Setpoint on the grill was 225F. First picture is a shorter duration of the cook. The upper grey line is for ambient temperature. The red line is desired temp of 202F and the orange line is internal temperature. I was making a pork picnic shoulder cut into three pieces.

The second picture shows a much longer period if the cook. Each large ambient valley was due to me opening the grill for a spritz or to tend to the ribs I was also making. What I find interesting is the difference in ambient temperature after I turned the meat. The first picture and first 60% of the cook time in the second picture were when I had the probes facing upwards. The last 40% of the cook the probe was facing downwards.

It really does illustrate the difference in temperature between what the top of the food sees and what the bottom of the food sees in my grill. I would love to know how other grills do with temperature when charter this way.

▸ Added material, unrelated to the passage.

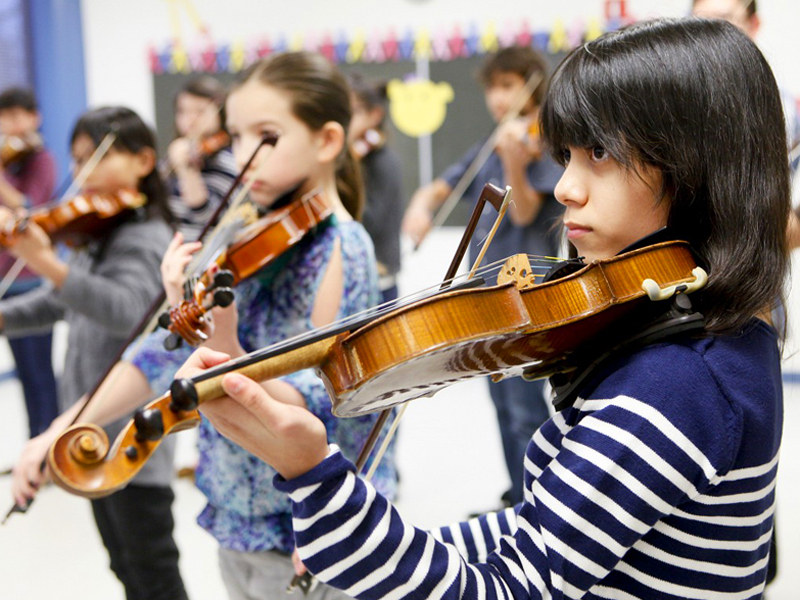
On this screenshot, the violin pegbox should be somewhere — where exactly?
[497,254,536,290]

Grill is a 6 year old GMG Daniel Boone Prime and temperature probes are ChefIQ sense wifi thermometers.

by TheDamus647

2 Comments

  1. I don’t think there is anything crazy for a 6 year old pit. If the valleys your talking about are those lows in the first few hours as it’s set at 225, you might be opening up your pit to often. You are going to see bigger swings as the pit stabilizes temp each time you open it. I don’t think there is anything wrong with 215 to 235 swings.

  2. crazyascarl

    Nothing here is outside of the ordinary.

    I don’t know your grill, but the interior temperature is usually dictated by a thermocoupler. Depending on where that is located, it will impact temperature at the cooking location. Additionally, buildup (soot etc…) on the thermocoupler can interfere with the temperature readings so its worth giving that a scrub down on a regular basis.

    Might be worth doing a toast/biscuit test to find additional hot spots.